Flash Flooding Safety: St. Louis Areas Where Flash Floods Strike Fast


A "high water" sign and "road closed" sign indicate to drivers that flash flooding safety tips should be followed. The road is completely flooded.

St. Louis is home to many major rivers, including the large confluence of the Missouri and Mississippi Rivers. Our proximity to these large bodies of water also increase our region’s risk for flash flooding and other major floods, especially within the last 10 years. As a city with many rivers, we wanted to provide awareness of our high risk flood areas and additional flash flooding safety ahead of our rainiest months of the year.  

Understanding Flood Zones 

Flash floods can happen any time there is a heavy onslaught of rain near a small or large body of water. In Missouri, we have faced serious seasonal and flash flooding in the last decade including the Great Flood of 1993, the Meramec River flooding of 2015 and the flash flood event of 2022. Many of these extreme flooding events occurred in areas that are notorious flood zones, leading to drivers getting caught on the roads while driving cars in water.

Flood zones are geographical areas delineated by the Federal Emergency Management Agency (FEMA) for their risks of flooding. Each zone is categorized from most at risk for flooding (Zone AE) to low risk (Zone X). St. Louis hosts a wide range of flood risk zones due to its major rivers such as the Mississippi River to its smaller creeks such as Mattese Creek, River Des Peres and Deer Creek in St. Louis County and the City of St. Louis. 

Whether you are at home or out on the roads, pay attention to flood alerts, understand what to do for flash flooding safety and know your zone by viewing our local flood zone map

High Risk Flooding Areas in St. Louis City & County

Over the past 10 years, these driving areas have experienced higher flooding risks. These highways, roads and streets include, but are not limited to: 

  • The Intersection of Highway 141 and Interstate 44. During the 2015 flood, the lower areas of the roads were inaccessible due to being located on a Meramec River floodway. The redesign of the intersection ramps has helped alleviate the potential for flooded roadways, but it is important to still be cautious if heavy rains produce flash flooding in this area. 
  • North and South Broadway. This major St. Louis roadway is banked near the Mississippi River. During flash flooding and seasonal floods, this area often experiences higher risk from the confluence of the Missouri and Mississippi Rivers all the way down to Jefferson Barracks.  
  • Interstate 55 South into Arnold.

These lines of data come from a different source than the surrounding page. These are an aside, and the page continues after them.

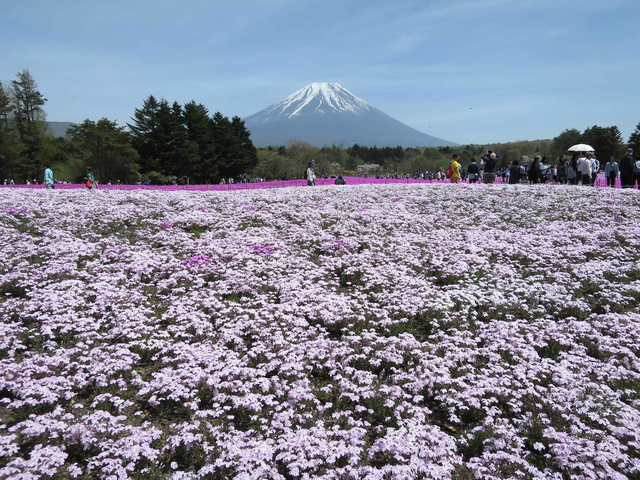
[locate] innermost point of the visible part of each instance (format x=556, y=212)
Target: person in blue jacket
x=611, y=172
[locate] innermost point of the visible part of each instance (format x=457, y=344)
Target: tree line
x=165, y=140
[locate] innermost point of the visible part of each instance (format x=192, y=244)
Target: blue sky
x=467, y=71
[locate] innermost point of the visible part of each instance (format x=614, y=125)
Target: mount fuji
x=327, y=113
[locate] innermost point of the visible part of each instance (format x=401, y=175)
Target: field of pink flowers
x=359, y=332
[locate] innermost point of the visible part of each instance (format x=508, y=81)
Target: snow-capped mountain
x=327, y=113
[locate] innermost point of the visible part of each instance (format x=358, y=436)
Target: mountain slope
x=327, y=113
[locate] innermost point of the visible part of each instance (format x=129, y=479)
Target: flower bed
x=373, y=331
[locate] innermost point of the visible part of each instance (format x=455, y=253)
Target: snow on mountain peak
x=321, y=98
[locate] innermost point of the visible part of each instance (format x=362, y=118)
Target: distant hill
x=327, y=113
x=59, y=129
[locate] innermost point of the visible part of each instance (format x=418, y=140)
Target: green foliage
x=28, y=118
x=105, y=147
x=634, y=140
x=179, y=141
x=607, y=142
x=565, y=140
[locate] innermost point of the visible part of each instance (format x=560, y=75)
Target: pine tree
x=606, y=141
x=199, y=133
x=144, y=134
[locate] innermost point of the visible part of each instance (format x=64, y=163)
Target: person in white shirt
x=595, y=167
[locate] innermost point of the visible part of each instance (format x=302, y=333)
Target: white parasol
x=581, y=147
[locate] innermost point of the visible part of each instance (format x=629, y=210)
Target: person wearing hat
x=626, y=170
x=48, y=176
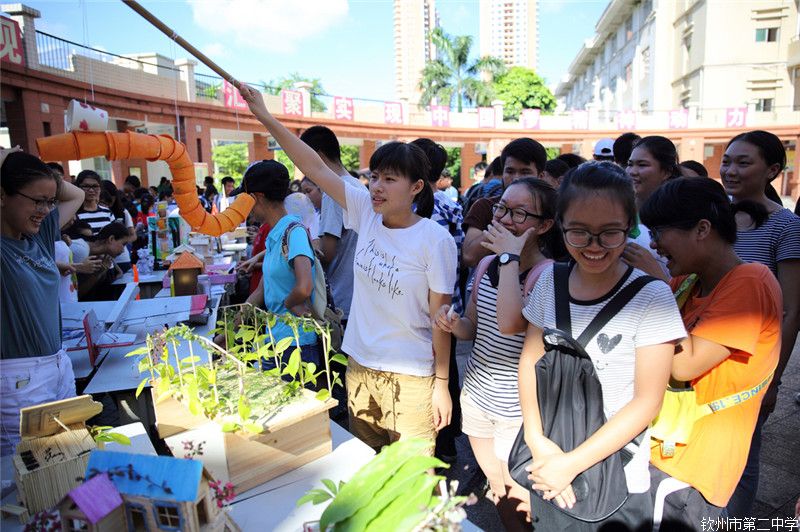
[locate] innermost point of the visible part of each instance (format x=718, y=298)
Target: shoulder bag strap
x=561, y=293
x=613, y=307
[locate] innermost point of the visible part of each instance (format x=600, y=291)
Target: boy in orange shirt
x=733, y=312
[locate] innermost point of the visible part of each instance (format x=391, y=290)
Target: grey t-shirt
x=339, y=271
x=29, y=280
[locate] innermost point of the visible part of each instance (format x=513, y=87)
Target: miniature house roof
x=187, y=260
x=155, y=477
x=97, y=497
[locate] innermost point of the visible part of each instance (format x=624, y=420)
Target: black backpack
x=571, y=408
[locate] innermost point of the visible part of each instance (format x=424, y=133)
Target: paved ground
x=779, y=484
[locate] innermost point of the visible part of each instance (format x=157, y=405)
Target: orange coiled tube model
x=129, y=145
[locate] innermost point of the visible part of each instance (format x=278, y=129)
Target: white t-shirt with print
x=389, y=328
x=651, y=317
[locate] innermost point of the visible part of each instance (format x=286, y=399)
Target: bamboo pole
x=166, y=30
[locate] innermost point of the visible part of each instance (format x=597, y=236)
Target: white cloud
x=268, y=25
x=215, y=50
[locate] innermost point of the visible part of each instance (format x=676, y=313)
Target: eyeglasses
x=519, y=215
x=41, y=205
x=608, y=239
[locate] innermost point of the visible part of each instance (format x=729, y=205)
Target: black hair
x=598, y=177
x=115, y=229
x=556, y=168
x=525, y=150
x=410, y=161
x=696, y=167
x=663, y=151
x=685, y=201
x=495, y=169
x=133, y=181
x=83, y=175
x=321, y=139
x=545, y=197
x=769, y=147
x=573, y=160
x=437, y=157
x=623, y=147
x=55, y=167
x=74, y=230
x=20, y=168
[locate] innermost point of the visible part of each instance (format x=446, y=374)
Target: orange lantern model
x=129, y=145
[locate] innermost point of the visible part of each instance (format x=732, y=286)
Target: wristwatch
x=505, y=258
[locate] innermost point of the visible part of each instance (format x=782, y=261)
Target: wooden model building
x=94, y=506
x=54, y=450
x=161, y=492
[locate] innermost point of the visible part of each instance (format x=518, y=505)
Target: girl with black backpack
x=629, y=349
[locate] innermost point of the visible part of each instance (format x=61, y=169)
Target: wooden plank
x=36, y=421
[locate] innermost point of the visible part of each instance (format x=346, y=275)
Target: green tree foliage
x=521, y=88
x=275, y=86
x=453, y=76
x=230, y=159
x=351, y=158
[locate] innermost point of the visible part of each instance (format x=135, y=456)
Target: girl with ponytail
x=404, y=270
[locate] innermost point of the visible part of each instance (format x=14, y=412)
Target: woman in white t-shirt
x=404, y=270
x=632, y=354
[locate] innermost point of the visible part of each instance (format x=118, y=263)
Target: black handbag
x=571, y=407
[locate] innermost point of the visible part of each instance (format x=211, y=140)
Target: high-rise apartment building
x=413, y=22
x=652, y=56
x=508, y=30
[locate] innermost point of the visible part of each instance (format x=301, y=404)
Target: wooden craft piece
x=129, y=145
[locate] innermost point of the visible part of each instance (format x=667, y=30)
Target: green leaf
x=323, y=395
x=244, y=408
x=253, y=428
x=400, y=486
x=368, y=480
x=294, y=363
x=138, y=351
x=331, y=485
x=282, y=345
x=340, y=358
x=141, y=386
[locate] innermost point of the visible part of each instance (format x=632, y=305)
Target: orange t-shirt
x=743, y=313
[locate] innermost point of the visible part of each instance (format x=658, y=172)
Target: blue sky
x=347, y=44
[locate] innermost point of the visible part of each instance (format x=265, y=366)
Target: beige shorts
x=385, y=407
x=479, y=423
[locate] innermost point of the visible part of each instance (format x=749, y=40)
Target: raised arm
x=298, y=151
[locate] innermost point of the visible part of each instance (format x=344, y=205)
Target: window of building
x=766, y=34
x=765, y=104
x=168, y=516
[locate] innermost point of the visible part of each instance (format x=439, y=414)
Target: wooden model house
x=185, y=270
x=53, y=452
x=94, y=506
x=161, y=492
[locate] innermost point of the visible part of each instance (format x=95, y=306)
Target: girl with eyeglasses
x=34, y=369
x=523, y=224
x=632, y=353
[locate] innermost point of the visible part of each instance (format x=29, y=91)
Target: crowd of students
x=714, y=308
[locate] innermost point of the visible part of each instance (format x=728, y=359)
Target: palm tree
x=451, y=74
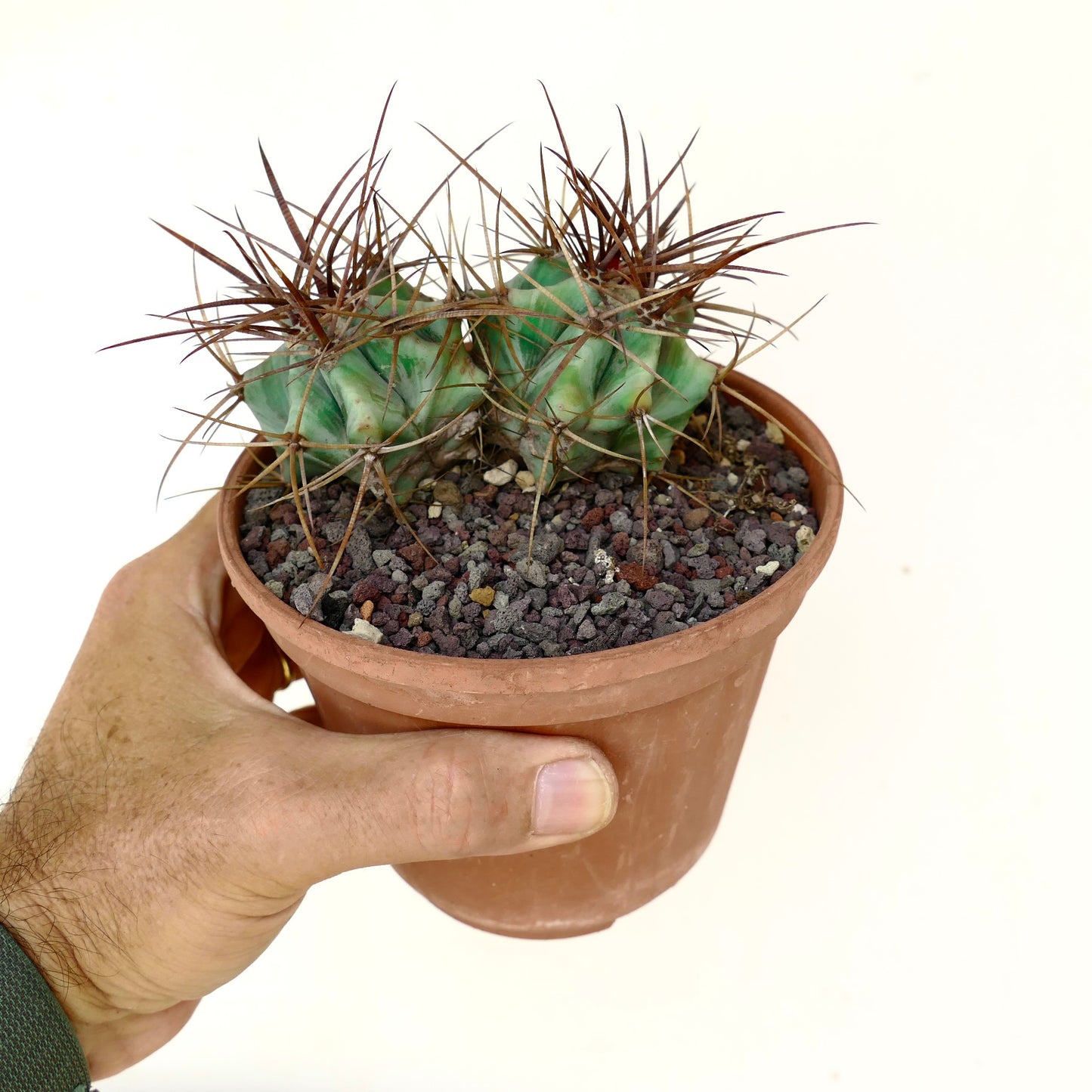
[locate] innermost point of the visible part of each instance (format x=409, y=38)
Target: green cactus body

This area is another large floodway of the Meramec River and it spans both St. Louis County and Jefferson County. 
  • The City of Fenton, Missouri. This city is known for its beautiful parks, but it also lies on a large floodway for the Meramec River. Its city center located just east of Highway 141 often faces flash floods. 
  • Highway 370 & Page Avenue. This area is on the banks of the Missouri River before it meets the Mississippi River. This area does not have many homes, but those commuting across Highway 370 or Page Avenue into St. Charles County may need to be prepared to act and use flash flooding safety measures to get home safely.
  • Maplewood, Brentwood and Warson Woods. Deer Creek is a stream off the River Des Peres that often floods when rain falls rapidly in the area. The creek often floods at the intersection of Manchester Rd. and S. Hanley Rd., along S. Mcknight Rd. and along Litzsinger Rd. near Old Warson Country Club. 
  • River Des Peres Drainage Canal. Situated in South St. Louis City and County, the River Des Peres can flood onto roads that wind around its path. These areas include Weber Rd, Germania St., River City Blvd., River Des Peres Blvd. and more. 
  • Gravois Creek. Spanning areas such as Grant’s Farm and the Affton, Green Park and Bella Vista neighborhoods, Gravois Creek is a smaller high risk flood zone, but can impact major roads such as Gravois Rd., Union Rd, and Reavis Barracks Rd. 

Essential St. Louis Flash Flood Safety Tips

In the event of a flash flood occurring in an area where you frequently drive, we encourage you to keep in mind these flash flood safety tips. 

  1. Pay attention to flash flood alerts. Listen to your radio, adhere to national alerts via your cell phone or take note of local weather advisories if you have to travel in a flood zone area. 
  2. Avoid Floodways. If you know you are going to need to cross a floodway such as some of the areas listed above, plan accordingly before driving and remember to never force yourself to drive your car in water. 
  3. Turn Around. If areas are barricaded by law enforcement, they are there for a reason regardless if water is present or not. Do not go past barriers or attempt to drive through water that seems shallow. We advise you to turn around rather than drive through water. 
  4. Evacuate Immediately. If you are caught in rising water while driving, evacuate your car immediately rather than attempting to drive your car in water. 

Stay Safe with MHM’s Flash Flood Safety Tips this Season

Flash floods are often unexpected and extremely unpredictable. As we go into this year’s season of increased risk for flooding, we hope you will keep in mind these flooding zones and prepare with these flash flood safety tips if you get stuck while driving.